= 1976 Trust Territory of the Pacific Islands parliamentary election =

Parliamentary elections were held in the Trust Territory of the Pacific Islands on 2 November 1976, except in Palau, where they were delayed until 7 December due to a legal challenge over redistricting. They were the last territory-wide elections; the planned elections in 1978 were cancelled as the territory was split into the Federated States of Micronesia, the Marshall Islands and Palau.

==Electoral system==
The bicameral Congress consisted of a 12-member Senate with two members from each of the six districts and a 22-member House of Representatives with seats apportioned to each district based on their population – seven from Truk, five from the Marshall Islands, four from Ponape, three from Palau, two from Yap and one from the new district of Kosrae. The Marianas district (which had previously elected three representatives) ceased to exist when the Northern Mariana Islands became a US commonwealth in 1975.

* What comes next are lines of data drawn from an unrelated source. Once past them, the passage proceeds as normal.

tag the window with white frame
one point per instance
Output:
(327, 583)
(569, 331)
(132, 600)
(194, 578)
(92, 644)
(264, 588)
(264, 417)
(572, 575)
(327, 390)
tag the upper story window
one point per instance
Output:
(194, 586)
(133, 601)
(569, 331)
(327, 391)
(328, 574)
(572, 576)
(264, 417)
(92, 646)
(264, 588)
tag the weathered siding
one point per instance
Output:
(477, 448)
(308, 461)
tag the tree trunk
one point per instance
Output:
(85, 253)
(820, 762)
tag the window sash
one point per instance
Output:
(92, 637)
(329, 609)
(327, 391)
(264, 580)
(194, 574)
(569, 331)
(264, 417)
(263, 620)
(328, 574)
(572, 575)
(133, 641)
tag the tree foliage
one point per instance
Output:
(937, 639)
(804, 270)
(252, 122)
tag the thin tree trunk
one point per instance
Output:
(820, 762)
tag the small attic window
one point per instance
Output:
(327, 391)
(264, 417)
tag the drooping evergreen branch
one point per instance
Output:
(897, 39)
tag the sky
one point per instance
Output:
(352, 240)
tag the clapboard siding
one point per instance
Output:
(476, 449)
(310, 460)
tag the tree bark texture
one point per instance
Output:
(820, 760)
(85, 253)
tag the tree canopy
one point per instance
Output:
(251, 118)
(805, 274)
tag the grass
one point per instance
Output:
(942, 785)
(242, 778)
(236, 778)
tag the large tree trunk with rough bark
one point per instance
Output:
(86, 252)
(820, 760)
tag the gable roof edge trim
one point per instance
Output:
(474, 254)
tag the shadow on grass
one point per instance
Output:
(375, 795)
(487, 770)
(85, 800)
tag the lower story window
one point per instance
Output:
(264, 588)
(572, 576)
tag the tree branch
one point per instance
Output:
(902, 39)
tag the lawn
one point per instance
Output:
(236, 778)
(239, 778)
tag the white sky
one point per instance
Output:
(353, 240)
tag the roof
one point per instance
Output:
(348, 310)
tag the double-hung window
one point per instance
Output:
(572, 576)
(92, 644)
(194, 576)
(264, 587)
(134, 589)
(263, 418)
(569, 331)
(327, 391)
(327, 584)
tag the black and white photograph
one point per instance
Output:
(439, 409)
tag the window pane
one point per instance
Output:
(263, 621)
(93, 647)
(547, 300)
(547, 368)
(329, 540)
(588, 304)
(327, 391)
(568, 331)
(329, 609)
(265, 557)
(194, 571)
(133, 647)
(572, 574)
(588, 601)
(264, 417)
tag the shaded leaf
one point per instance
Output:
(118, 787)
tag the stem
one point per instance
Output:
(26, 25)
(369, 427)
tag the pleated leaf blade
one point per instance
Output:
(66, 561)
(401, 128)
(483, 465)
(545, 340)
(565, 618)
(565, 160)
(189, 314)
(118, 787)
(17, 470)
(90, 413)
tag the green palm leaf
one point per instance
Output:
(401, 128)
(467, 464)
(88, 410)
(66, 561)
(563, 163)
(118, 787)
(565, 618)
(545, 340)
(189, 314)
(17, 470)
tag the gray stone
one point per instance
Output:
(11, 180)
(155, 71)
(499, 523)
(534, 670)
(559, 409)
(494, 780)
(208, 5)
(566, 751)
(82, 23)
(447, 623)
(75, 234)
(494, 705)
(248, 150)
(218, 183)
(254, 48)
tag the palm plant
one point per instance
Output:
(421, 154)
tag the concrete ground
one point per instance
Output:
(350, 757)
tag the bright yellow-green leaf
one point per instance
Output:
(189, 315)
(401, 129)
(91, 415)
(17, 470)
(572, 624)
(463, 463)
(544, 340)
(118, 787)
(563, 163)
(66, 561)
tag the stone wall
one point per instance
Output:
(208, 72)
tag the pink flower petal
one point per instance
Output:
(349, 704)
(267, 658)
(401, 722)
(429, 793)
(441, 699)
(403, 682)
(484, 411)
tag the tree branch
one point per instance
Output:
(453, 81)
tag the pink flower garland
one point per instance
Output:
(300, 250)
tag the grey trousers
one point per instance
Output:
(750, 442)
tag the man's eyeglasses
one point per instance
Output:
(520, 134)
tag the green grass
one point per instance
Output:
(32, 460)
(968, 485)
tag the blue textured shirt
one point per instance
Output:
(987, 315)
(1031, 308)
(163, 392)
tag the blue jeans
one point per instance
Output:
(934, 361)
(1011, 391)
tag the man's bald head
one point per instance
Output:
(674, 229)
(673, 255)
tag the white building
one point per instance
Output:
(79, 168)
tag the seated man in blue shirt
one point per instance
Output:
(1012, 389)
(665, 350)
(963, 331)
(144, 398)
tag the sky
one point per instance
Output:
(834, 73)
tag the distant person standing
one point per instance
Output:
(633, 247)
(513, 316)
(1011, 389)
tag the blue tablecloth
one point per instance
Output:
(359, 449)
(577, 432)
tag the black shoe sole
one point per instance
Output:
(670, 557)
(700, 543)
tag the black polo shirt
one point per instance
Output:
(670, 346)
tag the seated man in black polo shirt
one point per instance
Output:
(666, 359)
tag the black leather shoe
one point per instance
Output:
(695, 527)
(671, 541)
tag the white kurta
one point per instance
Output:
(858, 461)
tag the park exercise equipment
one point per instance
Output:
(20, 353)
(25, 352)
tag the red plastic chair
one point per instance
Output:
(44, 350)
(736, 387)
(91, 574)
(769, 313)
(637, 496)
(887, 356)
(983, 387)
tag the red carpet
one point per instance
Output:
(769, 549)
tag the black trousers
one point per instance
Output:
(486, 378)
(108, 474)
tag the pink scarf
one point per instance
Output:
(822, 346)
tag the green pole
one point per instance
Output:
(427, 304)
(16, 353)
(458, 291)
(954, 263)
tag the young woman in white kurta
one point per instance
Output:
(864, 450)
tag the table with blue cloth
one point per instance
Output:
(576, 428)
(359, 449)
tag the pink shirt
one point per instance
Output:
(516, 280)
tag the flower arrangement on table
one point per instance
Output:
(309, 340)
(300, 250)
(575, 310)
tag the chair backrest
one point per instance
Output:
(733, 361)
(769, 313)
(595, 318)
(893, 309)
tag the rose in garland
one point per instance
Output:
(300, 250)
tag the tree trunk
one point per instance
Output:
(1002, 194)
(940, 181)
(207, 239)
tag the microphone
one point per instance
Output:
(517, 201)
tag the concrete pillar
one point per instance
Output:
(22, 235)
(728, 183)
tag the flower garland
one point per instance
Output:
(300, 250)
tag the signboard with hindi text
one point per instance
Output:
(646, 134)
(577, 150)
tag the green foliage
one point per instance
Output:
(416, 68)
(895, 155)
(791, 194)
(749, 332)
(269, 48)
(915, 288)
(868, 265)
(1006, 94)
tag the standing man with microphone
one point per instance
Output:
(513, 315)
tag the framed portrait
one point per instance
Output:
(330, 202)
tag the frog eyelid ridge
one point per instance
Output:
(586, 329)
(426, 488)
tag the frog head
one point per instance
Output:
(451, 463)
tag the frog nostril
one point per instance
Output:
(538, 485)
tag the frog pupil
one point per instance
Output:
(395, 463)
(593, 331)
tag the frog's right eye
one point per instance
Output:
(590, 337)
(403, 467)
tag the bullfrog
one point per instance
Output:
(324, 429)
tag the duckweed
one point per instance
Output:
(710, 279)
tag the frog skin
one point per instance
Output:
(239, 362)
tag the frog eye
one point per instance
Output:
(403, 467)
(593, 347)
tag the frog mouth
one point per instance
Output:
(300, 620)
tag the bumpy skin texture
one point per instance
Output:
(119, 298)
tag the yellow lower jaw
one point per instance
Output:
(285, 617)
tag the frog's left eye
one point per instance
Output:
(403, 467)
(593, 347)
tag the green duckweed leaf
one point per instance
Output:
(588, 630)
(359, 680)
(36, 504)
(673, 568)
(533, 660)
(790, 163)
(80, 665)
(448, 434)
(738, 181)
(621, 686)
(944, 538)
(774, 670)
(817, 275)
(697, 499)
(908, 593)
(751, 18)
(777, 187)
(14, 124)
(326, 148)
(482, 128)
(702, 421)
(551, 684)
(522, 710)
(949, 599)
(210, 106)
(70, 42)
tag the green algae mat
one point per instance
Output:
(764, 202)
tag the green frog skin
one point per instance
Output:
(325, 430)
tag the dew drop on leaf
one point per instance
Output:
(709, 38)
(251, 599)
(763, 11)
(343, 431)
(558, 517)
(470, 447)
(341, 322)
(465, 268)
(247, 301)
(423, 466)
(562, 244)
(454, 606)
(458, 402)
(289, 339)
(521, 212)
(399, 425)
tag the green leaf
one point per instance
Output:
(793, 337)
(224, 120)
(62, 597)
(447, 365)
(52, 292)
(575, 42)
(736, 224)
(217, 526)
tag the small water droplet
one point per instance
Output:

Elections were held every two years in November of even-numbered years, with all members of the House of Representatives and half the Senate (one member from each district) renewed at each election. Two senators were elected from the new district of Kosrae in 1976.

==Results==
===Senate===

| District | Elected Member | Notes |
| Kosrae | Joab Sigrah | Previously a representative |
| Hirosi Ismael |  |
| Marshalls | Wilfred Kendall | Re-elected |
| Palau | Kaleb Udui |  |
| Ponape | Bailey Olter | Re-elected |
| Truk | Tosiwo Nakayama | Re-elected |
| Yap | John Mangefel | Re-elected |
Source: Highlights, Highlights

===House of Representatives===

| District | Constituency | Elected Member | Notes |
| Kosrae | 1st District | Kasuo Isisaki |  |
| Marshalls | 1st District | John Heine |  |
| 2nd District | Chuji Chutaro |  |
| 3rd District | Ekpap Silk | Re-elected |
| 4th District | Ruben Zackhras |  |
| 5th District | Ataji Balos | Re-elected |
| Palau | 1st District | Kuniwo Nakamura | Re-elected |
| 2nd District | Polycarp Basilius | Re-elected |
| 3rd District | Isidoro Rudimch | Re-elected |
| Ponape | 1st District | Daro Weital |  |
| 2nd District | Kikuo Apis |  |
| 3rd District | Edgar Edwards | Re-elected |
| 4th District | Bethwel Henry | Re-elected |
| Truk | 1st District | Sasauo Haruo | Re-elected |
| 2nd District | Chiro Albert |  |
| 3rd District | Julio Akapito |  |
| 4th District | Raymond Setik | Re-elected |
| 5th District | Lambert Aafin | Re-elected |
| 6th District | Hans Wiliander |  |
| 7th District | Kalisto Refonopei | Re-elected |
| Yap | 1st District | Luke M. Tman | Re-elected |
| 2nd District | John Haglelgam | Re-elected |
Source: Highlights, Highlights

==Aftermath==
Following the elections, Tosiwo Nakayama was re-elected President of the Senate, whilst Bethwel Henry was re-elected Speaker of the House of Representatives.